Music Data Hackathon 2012 - Beginner's view

When I first heard of the existence of Hackathons (receive a data set, predict the response as good as possible, win money. All within 24 hours), I had two thoughts:
1. Wow, that sounds greats. Like a huge game for intelligent people.
2. My skills are not good enough to participate.

That was one or two years ago. Now I have finished my bachelor degree in statistics and also gained a little experience with some machine learning techniques (boosting and neural networks). So I felt confident enough to try it out. Then I read about the EMI Music Data Science Hackaton and decided to take part. The cool thing about it was, that it was hosted by kaggle, so you did not have to be in London to participate.

The week before

The next step was to find a team. As a statistics student it is easy to find other statisticians. So I started to ask people around me if they were interested. To my surprise the euphoria to be part of such a competition was huge. My first plan to spend the 24 hours of data hacking in my kitchen (which can handle up to 5 people) was soon discarded, as the team size grew to 11 people.

So we had to find a better place. The answer was the computer room of the statistics department. So I asked the the supervisor of my bachelor thesis if it would be possible to use the computer room in the statistics department for the weekend (even stay there over night from saturday to sunday). I was amazed how uncomplicated it was to get the permission.


24 hours before the first submissions of the results could be made, the data sets were made available. Our team met to discuss how we would organize everything, have a look at the data and think about  possible models The response value was a users ranking of a particular song. The data (shared as csv - files) was stored in three tables. One with demographic information about the users, one with the user, artist, track and rating information and one with informations about how much some of the user liked the artists.

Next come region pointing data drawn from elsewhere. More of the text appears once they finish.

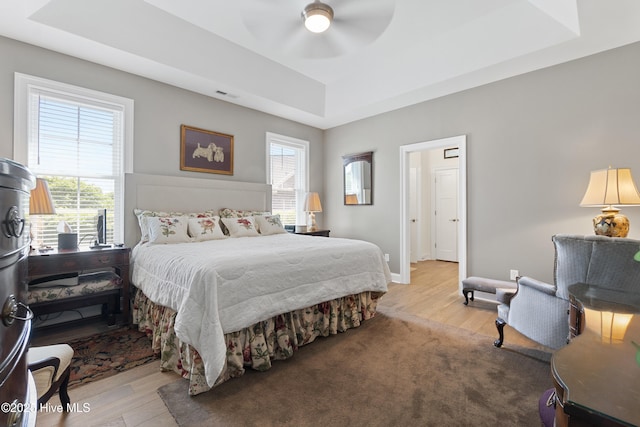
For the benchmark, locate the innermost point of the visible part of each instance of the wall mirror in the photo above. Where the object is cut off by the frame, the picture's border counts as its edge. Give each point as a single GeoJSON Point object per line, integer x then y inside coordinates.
{"type": "Point", "coordinates": [358, 178]}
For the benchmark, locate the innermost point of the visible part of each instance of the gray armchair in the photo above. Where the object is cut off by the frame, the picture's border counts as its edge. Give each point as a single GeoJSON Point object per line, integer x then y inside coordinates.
{"type": "Point", "coordinates": [540, 310]}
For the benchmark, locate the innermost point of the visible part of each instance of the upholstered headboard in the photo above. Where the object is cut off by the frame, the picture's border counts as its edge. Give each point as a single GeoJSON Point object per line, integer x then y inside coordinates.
{"type": "Point", "coordinates": [180, 194]}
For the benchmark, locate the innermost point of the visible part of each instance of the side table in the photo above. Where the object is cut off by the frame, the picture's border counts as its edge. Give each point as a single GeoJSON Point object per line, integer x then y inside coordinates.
{"type": "Point", "coordinates": [596, 376]}
{"type": "Point", "coordinates": [305, 230]}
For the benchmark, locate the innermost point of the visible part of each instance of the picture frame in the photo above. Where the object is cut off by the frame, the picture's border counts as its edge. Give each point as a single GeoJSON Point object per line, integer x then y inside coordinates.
{"type": "Point", "coordinates": [451, 153]}
{"type": "Point", "coordinates": [204, 150]}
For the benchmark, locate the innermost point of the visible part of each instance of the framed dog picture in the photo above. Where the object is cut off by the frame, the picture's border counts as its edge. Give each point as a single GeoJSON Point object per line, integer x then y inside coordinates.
{"type": "Point", "coordinates": [205, 151]}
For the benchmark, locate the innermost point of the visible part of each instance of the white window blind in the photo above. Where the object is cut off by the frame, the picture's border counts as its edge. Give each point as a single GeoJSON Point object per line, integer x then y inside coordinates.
{"type": "Point", "coordinates": [287, 174]}
{"type": "Point", "coordinates": [76, 144]}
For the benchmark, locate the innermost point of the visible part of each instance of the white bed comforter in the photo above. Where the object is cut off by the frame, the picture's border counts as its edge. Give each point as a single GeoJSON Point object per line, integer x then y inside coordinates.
{"type": "Point", "coordinates": [222, 286]}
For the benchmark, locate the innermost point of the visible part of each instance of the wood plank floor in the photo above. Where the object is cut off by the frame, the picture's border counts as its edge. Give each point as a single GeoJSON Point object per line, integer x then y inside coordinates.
{"type": "Point", "coordinates": [130, 398]}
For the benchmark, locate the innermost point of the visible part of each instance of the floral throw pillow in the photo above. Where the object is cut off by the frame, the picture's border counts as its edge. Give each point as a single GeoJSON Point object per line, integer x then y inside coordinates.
{"type": "Point", "coordinates": [143, 215]}
{"type": "Point", "coordinates": [241, 227]}
{"type": "Point", "coordinates": [168, 230]}
{"type": "Point", "coordinates": [207, 228]}
{"type": "Point", "coordinates": [238, 213]}
{"type": "Point", "coordinates": [269, 224]}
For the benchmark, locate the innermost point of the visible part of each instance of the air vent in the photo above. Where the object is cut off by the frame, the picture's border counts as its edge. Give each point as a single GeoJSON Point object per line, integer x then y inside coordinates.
{"type": "Point", "coordinates": [229, 95]}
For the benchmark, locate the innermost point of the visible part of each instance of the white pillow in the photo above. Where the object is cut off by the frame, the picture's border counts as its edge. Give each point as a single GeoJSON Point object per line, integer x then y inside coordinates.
{"type": "Point", "coordinates": [143, 215]}
{"type": "Point", "coordinates": [269, 224]}
{"type": "Point", "coordinates": [241, 227]}
{"type": "Point", "coordinates": [168, 230]}
{"type": "Point", "coordinates": [207, 228]}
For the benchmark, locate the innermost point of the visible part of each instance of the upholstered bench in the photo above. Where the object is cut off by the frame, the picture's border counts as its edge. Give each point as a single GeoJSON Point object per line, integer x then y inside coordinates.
{"type": "Point", "coordinates": [103, 287]}
{"type": "Point", "coordinates": [501, 288]}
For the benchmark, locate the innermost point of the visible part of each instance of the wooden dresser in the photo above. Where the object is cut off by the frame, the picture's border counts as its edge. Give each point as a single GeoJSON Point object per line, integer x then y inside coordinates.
{"type": "Point", "coordinates": [15, 324]}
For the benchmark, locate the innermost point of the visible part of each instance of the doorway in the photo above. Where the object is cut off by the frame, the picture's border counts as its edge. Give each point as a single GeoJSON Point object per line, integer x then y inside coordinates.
{"type": "Point", "coordinates": [444, 214]}
{"type": "Point", "coordinates": [458, 142]}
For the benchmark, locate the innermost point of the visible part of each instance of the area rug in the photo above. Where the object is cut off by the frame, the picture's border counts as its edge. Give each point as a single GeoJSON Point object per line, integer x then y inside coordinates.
{"type": "Point", "coordinates": [106, 354]}
{"type": "Point", "coordinates": [393, 370]}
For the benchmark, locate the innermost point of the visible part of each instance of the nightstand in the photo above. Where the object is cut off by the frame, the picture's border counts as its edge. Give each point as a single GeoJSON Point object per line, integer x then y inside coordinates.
{"type": "Point", "coordinates": [82, 261]}
{"type": "Point", "coordinates": [304, 230]}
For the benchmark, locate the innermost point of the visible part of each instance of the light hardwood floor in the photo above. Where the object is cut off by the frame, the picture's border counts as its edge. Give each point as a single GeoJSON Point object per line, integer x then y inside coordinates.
{"type": "Point", "coordinates": [130, 398]}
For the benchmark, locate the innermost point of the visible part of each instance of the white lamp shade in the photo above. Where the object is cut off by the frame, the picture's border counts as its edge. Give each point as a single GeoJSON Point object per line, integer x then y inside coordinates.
{"type": "Point", "coordinates": [611, 187]}
{"type": "Point", "coordinates": [40, 202]}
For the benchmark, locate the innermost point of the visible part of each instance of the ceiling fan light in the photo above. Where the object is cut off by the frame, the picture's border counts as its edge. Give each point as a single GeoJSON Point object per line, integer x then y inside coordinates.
{"type": "Point", "coordinates": [317, 17]}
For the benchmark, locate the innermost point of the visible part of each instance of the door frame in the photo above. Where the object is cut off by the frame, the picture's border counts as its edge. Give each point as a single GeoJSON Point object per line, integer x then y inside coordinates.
{"type": "Point", "coordinates": [459, 141]}
{"type": "Point", "coordinates": [432, 217]}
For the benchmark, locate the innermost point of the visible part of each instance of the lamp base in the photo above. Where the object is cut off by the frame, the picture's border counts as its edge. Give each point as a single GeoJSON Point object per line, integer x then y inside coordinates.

In a first step we merged the data and made some descriptive analysis. We also added some new features to the variables, which showed up to be very useful later on.  All of our team members used R, so it was great that we could share code.


We met very early in the morning to start modeling the response. We got very excited when we could upload our first submissions. But we got disappointed soon. At first we got very bad results, but that was due to the wrong order of cases in the submission file. I tried a boosting model but got bad results as well. One of our team members tried a very simple linear model with manual variable selection. And it was surprisingly good. Compared to the other teams we still had a poorly high RMSE, but at least it performed better than the benchmarks.  This was our best model for quite a while, which was very disappointing. Eleven statisticians could not find a better model than a very weak linear model? Why even study then? But then we had a success, when we combined a linear model with boosting results and we went some positions up in the leaderboard. We also tried other methods like random forests, mixture of regression models, gam's and simple linear models.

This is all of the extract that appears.